Но ничего напомнить Джедай не успел — в кабинет уже входили «шкафандры», и на их тупых лицах было написано угрюмое торжество ресторанных вышибал, дождавшихся наконец своего вожделенного скандалиста…
— Ну и козлы же мы с тобой, Олег Тундрович! — только и сказал Каракозин, получив выходное пособие, которого едва хватило на бутылку водки.
— Попрошу не обобщать! — усмехнулся Башмаков: на его пособие можно было, кроме водки, купить еще и закуску. — Ты теперь куда?
— Буду двери обивать. А ты?
— Пока не знаю.
Он и в самом деле не знал. Поначалу ему казалось, новая работа найдется легко и сама собой, как это случалось прежде. Но потом вдруг выяснилось: никто нигде не нужен, а если и нужен, то зарплата такая мизерная, что не окупает даже стоимость проездного билета. И Олег Трудович впервые в жизни остался без работы. Это было совершенно особенное состояние, не имевшее ничего общего с отпускным богдыханством или выжидательным бездельем, когда переходишь с одной службы на другую. Он чувствовал себя белкой, которая много лет старательно крутилась в колесе, — и вдруг ее выпустили в вольер.

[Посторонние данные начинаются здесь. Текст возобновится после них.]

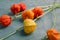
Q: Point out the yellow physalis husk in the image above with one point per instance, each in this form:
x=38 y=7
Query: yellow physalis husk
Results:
x=29 y=26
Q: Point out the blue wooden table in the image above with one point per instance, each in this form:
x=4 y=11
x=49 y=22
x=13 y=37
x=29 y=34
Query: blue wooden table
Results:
x=42 y=24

По утрам Катя и Дашка уходили в школу, а Башмаков спал до истомы, потом медленно завтракал, спускался в газетный киоск и покупал несколько газет — от ярко-красных до бело-голубых, затем в ларьке заправлял трехлитровую банку дешевым разливным пивом и возвращался домой. Лежа на диване и потягивая скудно пенящийся кисловатый напиток, он читал газеты, до скрежета зубовного упиваясь извивами борьбы оппозиции с демократами, что, по сути, больше походило на борьбу тупых правдоискателей с умными мерзавцами. Далее Башмаков переходил к разделам происшествий и читал о выкидыше, найденном в мусорном баке и якобы успевшем пискнуть перед смертью «мама, за что?!», о восьмидесятилетней старушке, зарубившей мясным топориком своего молодого сожителя за то, что тот отказался выполнять супружеские обязанности, о девочках-подростках, изнасиловавших участкового милиционера, или о самоубийце, упавшем из окна семнадцатого этажа прямо на карету «скорой помощи»…

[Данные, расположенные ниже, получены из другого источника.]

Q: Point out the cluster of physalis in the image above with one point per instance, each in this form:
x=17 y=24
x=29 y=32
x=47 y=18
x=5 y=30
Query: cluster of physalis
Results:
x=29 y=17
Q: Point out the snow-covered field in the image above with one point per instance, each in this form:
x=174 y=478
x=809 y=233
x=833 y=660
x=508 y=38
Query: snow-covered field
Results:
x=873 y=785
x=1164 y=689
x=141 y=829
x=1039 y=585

Потом Олег Трудович включал телевизор и смотрел все подряд: фильмы, рекламу, викторины, последние известия. Он замечал, как стремительно советский угрюмо-членораздельный диктор вытесняется с экрана косноязычными, но бойкими парубками и нервными дивчинами с такой внешностью, что в прежние времена их не взяли бы даже в самодеятельность интерната для лиц с расстройствами речи. Наблюдательный Башмаков, кстати, заметил: наиболее достоверная информация сообщается днем, когда большинства людей нет дома. Он сам с собой заключал пари, повторят или нет честное сообщение вечером, и был очень доволен, если сам у себя выигрывал.

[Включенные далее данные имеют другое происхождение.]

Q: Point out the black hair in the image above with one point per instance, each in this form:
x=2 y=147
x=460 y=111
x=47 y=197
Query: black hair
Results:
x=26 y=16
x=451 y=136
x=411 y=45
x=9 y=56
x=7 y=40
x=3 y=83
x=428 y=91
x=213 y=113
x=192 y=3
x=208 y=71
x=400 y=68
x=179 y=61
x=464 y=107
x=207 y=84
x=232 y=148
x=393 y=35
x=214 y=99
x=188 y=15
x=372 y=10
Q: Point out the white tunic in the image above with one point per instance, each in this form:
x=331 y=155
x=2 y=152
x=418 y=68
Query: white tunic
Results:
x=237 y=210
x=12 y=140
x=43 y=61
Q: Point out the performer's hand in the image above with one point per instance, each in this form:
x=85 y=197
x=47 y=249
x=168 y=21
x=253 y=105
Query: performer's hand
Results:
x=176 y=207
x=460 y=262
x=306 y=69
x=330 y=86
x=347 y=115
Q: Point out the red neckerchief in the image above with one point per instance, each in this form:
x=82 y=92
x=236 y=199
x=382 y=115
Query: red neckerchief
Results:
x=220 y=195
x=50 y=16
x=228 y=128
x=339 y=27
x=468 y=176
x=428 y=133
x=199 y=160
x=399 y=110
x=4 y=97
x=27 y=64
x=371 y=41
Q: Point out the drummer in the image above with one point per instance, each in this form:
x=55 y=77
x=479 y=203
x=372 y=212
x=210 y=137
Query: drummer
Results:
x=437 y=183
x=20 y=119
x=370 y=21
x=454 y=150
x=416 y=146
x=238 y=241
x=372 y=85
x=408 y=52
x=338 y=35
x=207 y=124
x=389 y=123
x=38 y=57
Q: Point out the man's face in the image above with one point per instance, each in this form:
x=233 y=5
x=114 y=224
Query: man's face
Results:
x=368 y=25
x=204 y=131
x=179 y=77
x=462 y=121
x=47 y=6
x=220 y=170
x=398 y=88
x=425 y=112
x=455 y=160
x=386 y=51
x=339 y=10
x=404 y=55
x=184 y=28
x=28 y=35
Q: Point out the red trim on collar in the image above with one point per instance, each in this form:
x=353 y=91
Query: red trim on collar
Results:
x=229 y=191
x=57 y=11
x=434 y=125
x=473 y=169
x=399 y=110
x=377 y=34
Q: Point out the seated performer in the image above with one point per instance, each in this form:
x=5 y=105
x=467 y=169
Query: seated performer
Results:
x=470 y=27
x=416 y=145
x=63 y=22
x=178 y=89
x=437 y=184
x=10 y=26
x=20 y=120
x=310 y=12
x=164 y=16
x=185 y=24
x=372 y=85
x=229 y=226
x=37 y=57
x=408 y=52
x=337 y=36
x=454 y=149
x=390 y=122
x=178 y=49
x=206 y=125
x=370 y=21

Иногда позванивал Каракозин и бодрым голосом спрашивал:
— Ну что, Трутневич, устроился?
— Нет, бездельничаю. А ты?
— А я теперь железные двери намастырился ставить.
— Боятся?
— Или! Я тут вчера одному врубал. Шестикомнатная квартира в цековском доме. Мебель антикварная. На стене два Бакста и Коровин. Я спросил: «Это Бакст?» А он мне: «Хрен его знает — жена брала. Но стоит до хренища!» Водкой торгует…
— М-да… Как Принцесса?
— На работу устроилась. Больше меня заколачивает.
— Моя тоже.
— Ну пока, бездельничай дальше!
Нет, Башмаков не бездельничал — он бездействовал, и бездействовал по идейным соображениям, ощущая себя жертвой какой-то чудовищной несправедливости. Несправедливость эта была настолько подлой и умонепостижимой, что такое мироустройство просто не имело права на существование и не могло продержаться сколько-нибудь долго. Оно должно было непременно рухнуть, а из его обломков возникнуть светлый и справедливый мир, в котором Олег Трудович снова мгновенно обретет годами заработанное достоинство. Только нужна обломовская неколебимость, нельзя суетиться, устраиваться и приспосабливаться к этой несправедливости, искать в ней свое новое место, ибо любой человек, сжившийся с ней и вжившийся в нее, становится как бы новой заклепкой в несущих конструкциях этого постыдного сооружения — тем самым увековечивая его.